Sunday, August 16, 2009

Reading doesn't pay: Gregg Hurwitz: The Program

As I mentioned, I've been silent here for some days now, mainly because I've been both working frantically and trying to spend some time with my kids. Ottilia - who, you may remember, is currently living outside of Finland - is spending her summer holidays here and since her school starts later than is usual in Finland, we've been keeping Kauto away from daycare. The result: how the hell am I supposed to work frantically?!

Anyway, it seems the zombie anthology I mentioned while back is finished and making its way into the printers next week. Another one bites the dust - or something to that effect.

What I meant to say was that reading doesn't pay.

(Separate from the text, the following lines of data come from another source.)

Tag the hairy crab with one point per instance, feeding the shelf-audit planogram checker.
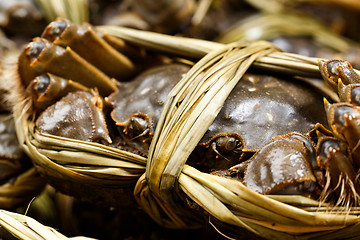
(269, 133)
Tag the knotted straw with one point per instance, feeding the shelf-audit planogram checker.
(80, 167)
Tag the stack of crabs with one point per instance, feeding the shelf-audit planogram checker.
(272, 133)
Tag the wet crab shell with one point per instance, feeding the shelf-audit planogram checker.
(258, 109)
(75, 116)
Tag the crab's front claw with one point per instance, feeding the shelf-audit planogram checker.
(284, 166)
(41, 56)
(334, 157)
(344, 120)
(87, 43)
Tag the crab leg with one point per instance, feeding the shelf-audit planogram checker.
(42, 56)
(47, 88)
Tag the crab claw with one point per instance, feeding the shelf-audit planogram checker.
(42, 56)
(334, 70)
(344, 120)
(349, 93)
(88, 44)
(78, 115)
(333, 156)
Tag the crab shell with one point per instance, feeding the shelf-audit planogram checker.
(77, 115)
(258, 109)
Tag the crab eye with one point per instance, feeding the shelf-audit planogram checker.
(42, 83)
(231, 143)
(56, 28)
(355, 96)
(332, 67)
(327, 147)
(34, 49)
(340, 114)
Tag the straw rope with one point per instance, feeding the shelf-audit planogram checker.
(187, 114)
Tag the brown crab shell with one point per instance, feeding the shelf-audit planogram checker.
(259, 108)
(75, 116)
(146, 94)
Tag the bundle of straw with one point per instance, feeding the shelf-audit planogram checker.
(162, 182)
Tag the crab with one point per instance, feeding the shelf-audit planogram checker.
(271, 132)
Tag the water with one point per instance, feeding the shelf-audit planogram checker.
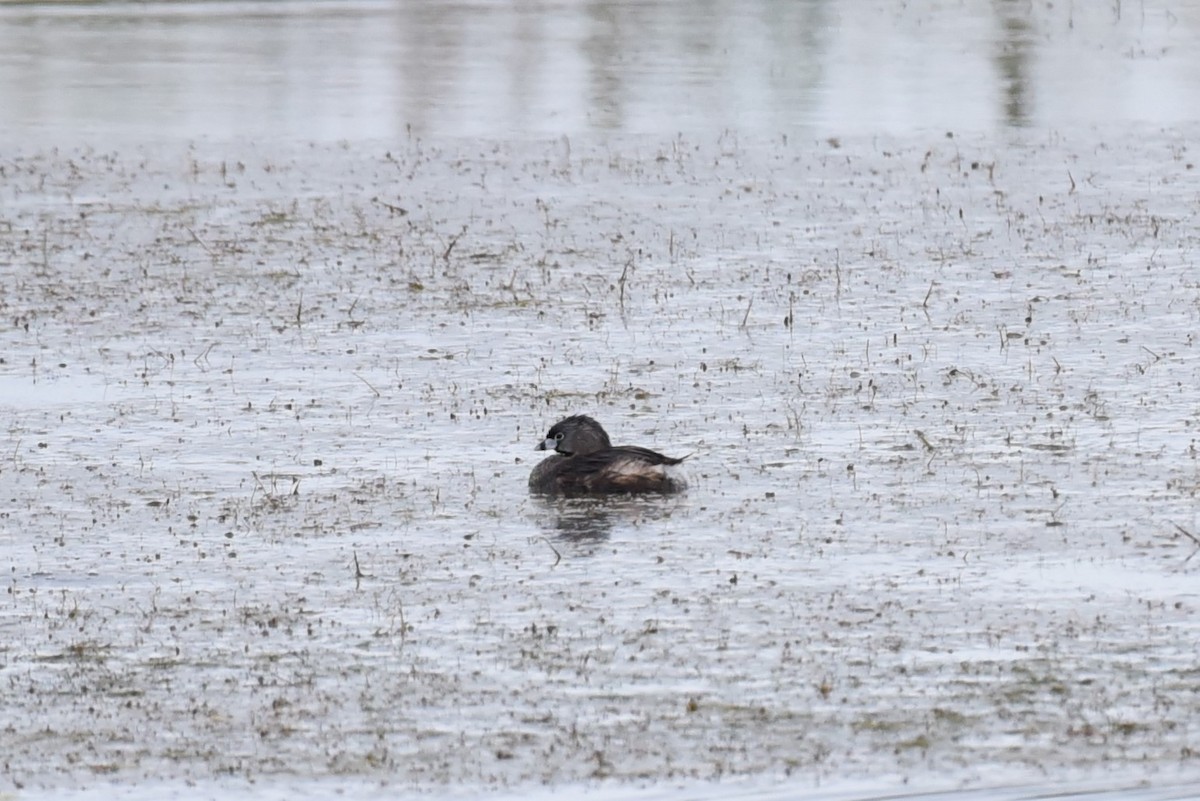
(357, 71)
(271, 395)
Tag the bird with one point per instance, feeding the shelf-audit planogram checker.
(586, 463)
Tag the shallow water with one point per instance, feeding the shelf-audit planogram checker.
(270, 413)
(270, 405)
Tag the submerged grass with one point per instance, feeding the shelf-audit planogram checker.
(267, 453)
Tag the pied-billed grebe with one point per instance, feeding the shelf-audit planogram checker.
(585, 462)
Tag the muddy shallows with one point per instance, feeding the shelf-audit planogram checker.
(269, 415)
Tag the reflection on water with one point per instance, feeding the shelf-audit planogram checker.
(586, 521)
(370, 70)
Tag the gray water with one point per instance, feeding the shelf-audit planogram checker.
(271, 392)
(354, 71)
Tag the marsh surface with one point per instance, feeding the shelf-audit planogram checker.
(269, 421)
(270, 405)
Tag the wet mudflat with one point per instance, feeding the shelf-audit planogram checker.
(269, 413)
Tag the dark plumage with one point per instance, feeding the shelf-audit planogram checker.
(586, 463)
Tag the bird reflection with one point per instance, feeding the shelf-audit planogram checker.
(592, 519)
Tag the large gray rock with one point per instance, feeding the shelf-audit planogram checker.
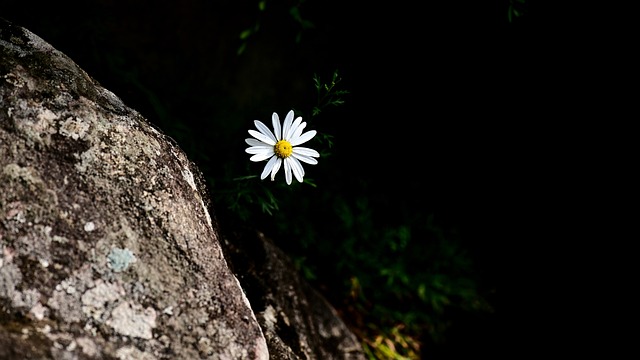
(107, 249)
(107, 246)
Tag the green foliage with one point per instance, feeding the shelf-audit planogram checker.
(515, 9)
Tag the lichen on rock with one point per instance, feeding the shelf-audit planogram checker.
(104, 224)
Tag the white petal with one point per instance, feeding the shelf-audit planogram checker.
(287, 123)
(303, 158)
(276, 167)
(305, 151)
(275, 120)
(298, 171)
(298, 130)
(260, 157)
(294, 128)
(304, 138)
(287, 171)
(264, 138)
(265, 130)
(254, 142)
(269, 167)
(260, 149)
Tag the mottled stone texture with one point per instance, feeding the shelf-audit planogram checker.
(107, 249)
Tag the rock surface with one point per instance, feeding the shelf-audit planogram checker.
(107, 246)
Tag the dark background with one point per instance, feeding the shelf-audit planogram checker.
(442, 97)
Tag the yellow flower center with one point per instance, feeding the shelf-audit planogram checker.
(283, 149)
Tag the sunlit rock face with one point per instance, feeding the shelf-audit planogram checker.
(107, 248)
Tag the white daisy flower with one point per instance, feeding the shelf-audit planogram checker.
(281, 146)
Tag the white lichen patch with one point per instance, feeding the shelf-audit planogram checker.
(39, 311)
(120, 259)
(87, 346)
(10, 277)
(270, 319)
(26, 174)
(131, 319)
(74, 128)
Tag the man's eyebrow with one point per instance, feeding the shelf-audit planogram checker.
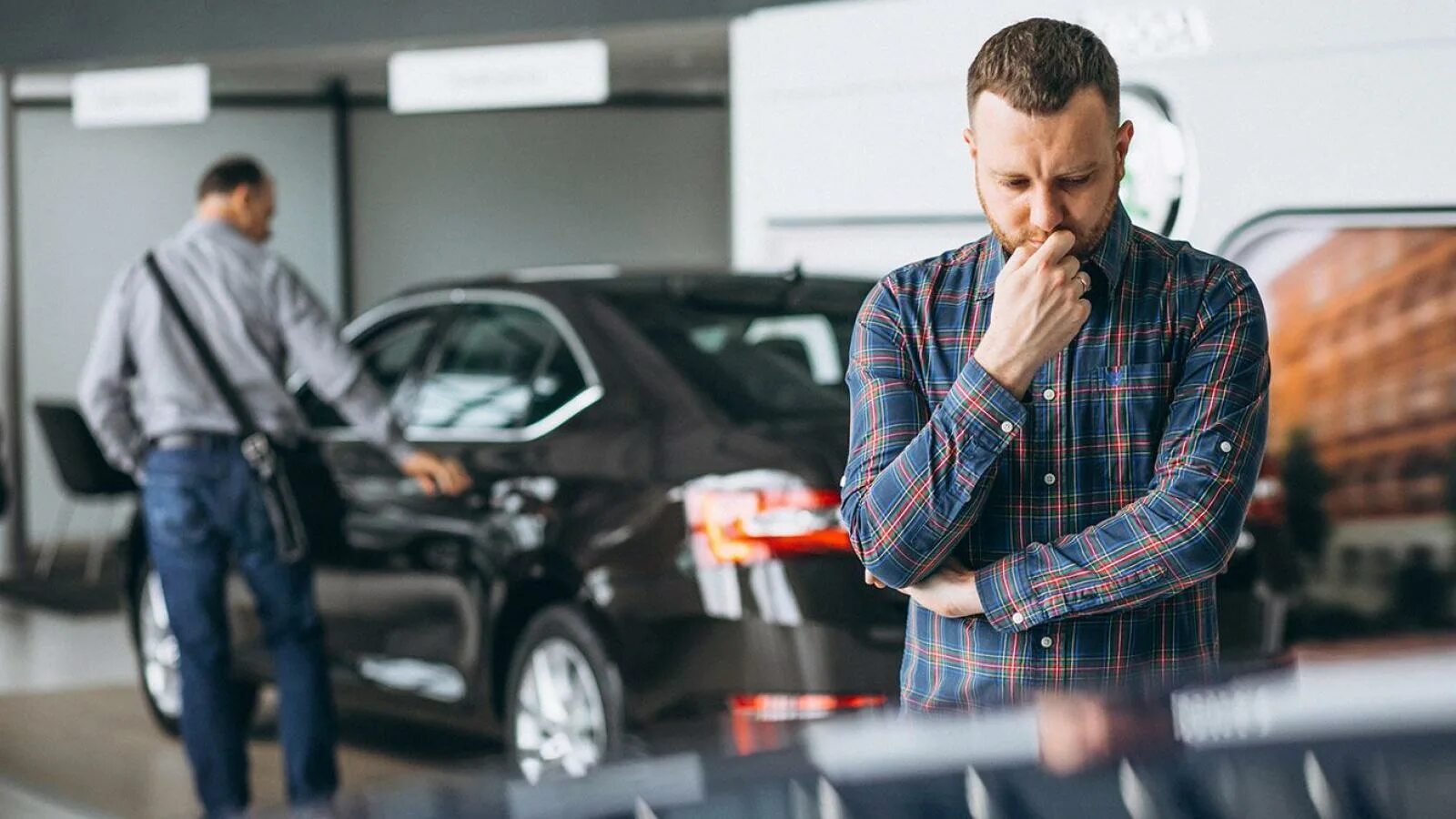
(1077, 171)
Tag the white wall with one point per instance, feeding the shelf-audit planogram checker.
(852, 111)
(92, 201)
(462, 194)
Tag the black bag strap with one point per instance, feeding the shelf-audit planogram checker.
(225, 387)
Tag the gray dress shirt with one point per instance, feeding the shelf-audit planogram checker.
(143, 380)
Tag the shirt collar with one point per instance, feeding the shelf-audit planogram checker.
(1107, 257)
(215, 228)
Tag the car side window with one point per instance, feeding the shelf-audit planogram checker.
(499, 368)
(389, 351)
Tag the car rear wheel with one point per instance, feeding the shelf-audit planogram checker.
(565, 709)
(159, 661)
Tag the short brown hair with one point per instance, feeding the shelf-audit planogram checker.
(230, 172)
(1037, 65)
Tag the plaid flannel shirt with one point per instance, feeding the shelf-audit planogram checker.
(1096, 511)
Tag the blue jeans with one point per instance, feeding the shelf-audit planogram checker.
(201, 506)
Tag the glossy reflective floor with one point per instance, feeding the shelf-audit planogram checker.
(76, 738)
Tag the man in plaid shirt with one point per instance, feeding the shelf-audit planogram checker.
(1056, 429)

I bought The Program by Gregg Hurwitz, an American crime writer, a while back from a thrift store only because it was cheap (80 cents, it says - and it's a hardcover, no DJ though) and because I vaguely remembered hearing Hurwitz's name somewhere. Then I noticed he has a story in Jennifer Jordan's acclaimed anthology Uncage Me, and as I was looking for something to read, I decided to dip into The Program.

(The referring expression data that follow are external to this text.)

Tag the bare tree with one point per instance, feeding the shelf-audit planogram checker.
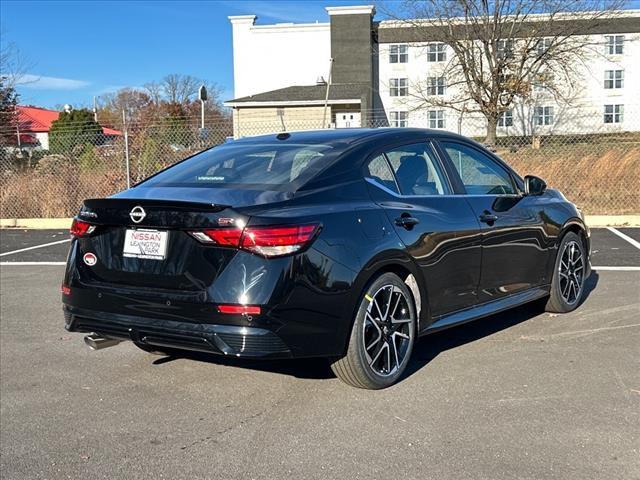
(503, 50)
(130, 100)
(13, 64)
(178, 89)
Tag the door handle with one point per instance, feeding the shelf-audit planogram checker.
(406, 221)
(487, 217)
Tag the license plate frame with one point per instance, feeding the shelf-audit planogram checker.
(145, 243)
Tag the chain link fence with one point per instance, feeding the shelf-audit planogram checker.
(48, 175)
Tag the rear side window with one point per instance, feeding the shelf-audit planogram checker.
(480, 174)
(272, 167)
(378, 170)
(417, 170)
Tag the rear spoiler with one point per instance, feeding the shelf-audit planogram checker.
(129, 203)
(156, 213)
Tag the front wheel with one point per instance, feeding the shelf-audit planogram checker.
(567, 284)
(382, 336)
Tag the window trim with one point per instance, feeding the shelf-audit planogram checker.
(398, 54)
(440, 164)
(518, 186)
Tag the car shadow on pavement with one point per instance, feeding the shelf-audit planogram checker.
(426, 349)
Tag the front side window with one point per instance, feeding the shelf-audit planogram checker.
(436, 118)
(399, 119)
(480, 174)
(613, 113)
(543, 116)
(436, 85)
(436, 52)
(417, 170)
(399, 53)
(614, 44)
(399, 87)
(506, 119)
(379, 171)
(613, 79)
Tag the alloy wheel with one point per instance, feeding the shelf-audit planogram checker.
(571, 272)
(388, 330)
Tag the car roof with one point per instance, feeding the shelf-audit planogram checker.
(343, 135)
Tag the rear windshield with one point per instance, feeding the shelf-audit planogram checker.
(270, 167)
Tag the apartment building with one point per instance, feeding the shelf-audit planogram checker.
(354, 71)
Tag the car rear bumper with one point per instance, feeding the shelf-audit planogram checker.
(237, 341)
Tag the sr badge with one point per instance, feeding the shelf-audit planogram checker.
(90, 259)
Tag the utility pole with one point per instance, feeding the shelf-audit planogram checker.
(202, 95)
(126, 148)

Not a wise move. You know, I've been busy. I should be reading more, I should be writing more, I should, I should, I should... The book seemed interesting, a bit hardboiled, a bit like a private eye novel. The premise was intriguing: a rich Hollywood producer asks a retired police officer to get back his adult stepdaughter from a mind cult, run by a charismatic mystery man. Okay, I said, this is original, even though, I think, Lew Archer had a similar case. I lingered on, when the action didn't begin. There were many interesting scenes, especially those that take place in the meetings of the cult.

But finally, after reading this for over a week, I had to confess: I don't care. The problems of the lead character and his wife seemed overworked (and they were continuation to a book I haven't read, presumably an earlier one in the same series). There wasn't enough action or suspense. There were scenes in which I was thinking: how can this happen, these guys, an undercover cop and a cult member who's being under surveillance, just get away and walk into a meeting with psychologies to help the girl? I think I stopped reading The Program something like 50 pages before the end, because it never seemed very believable, even though Hurwitz had been clearly doing his homework about how mind cults work.

This reminded me of 3:10 to Yuma, the new version from the Elmore Leonard story. The film was at times well made and it had some good action scenes (but too much posturing), but the most interesting thing about it was that it was about how mind cults work. Look at the scene in which Russell Crowe talks with his men about a member who got shot. It's exactly like the cult leader talks in Hurwitz's book. Crowe is a charismatic sociopath, who also gets to work inside Christian Bale's head. And here lies the problem within the film: it never resolves the questions it poses. Crowe is a scary psycho, yet he becomes like a father to Bale (and his older son). I don't understand what the writers were thinking. That becoming a father figure to a simple man who's had his share of tragedy (leg gone in Civil War) is something that can cure a sociopath? C'mon!

I digress. Suffice to say that I got finally to Allan Guthrie's Savage Night and we don't have the same problems there.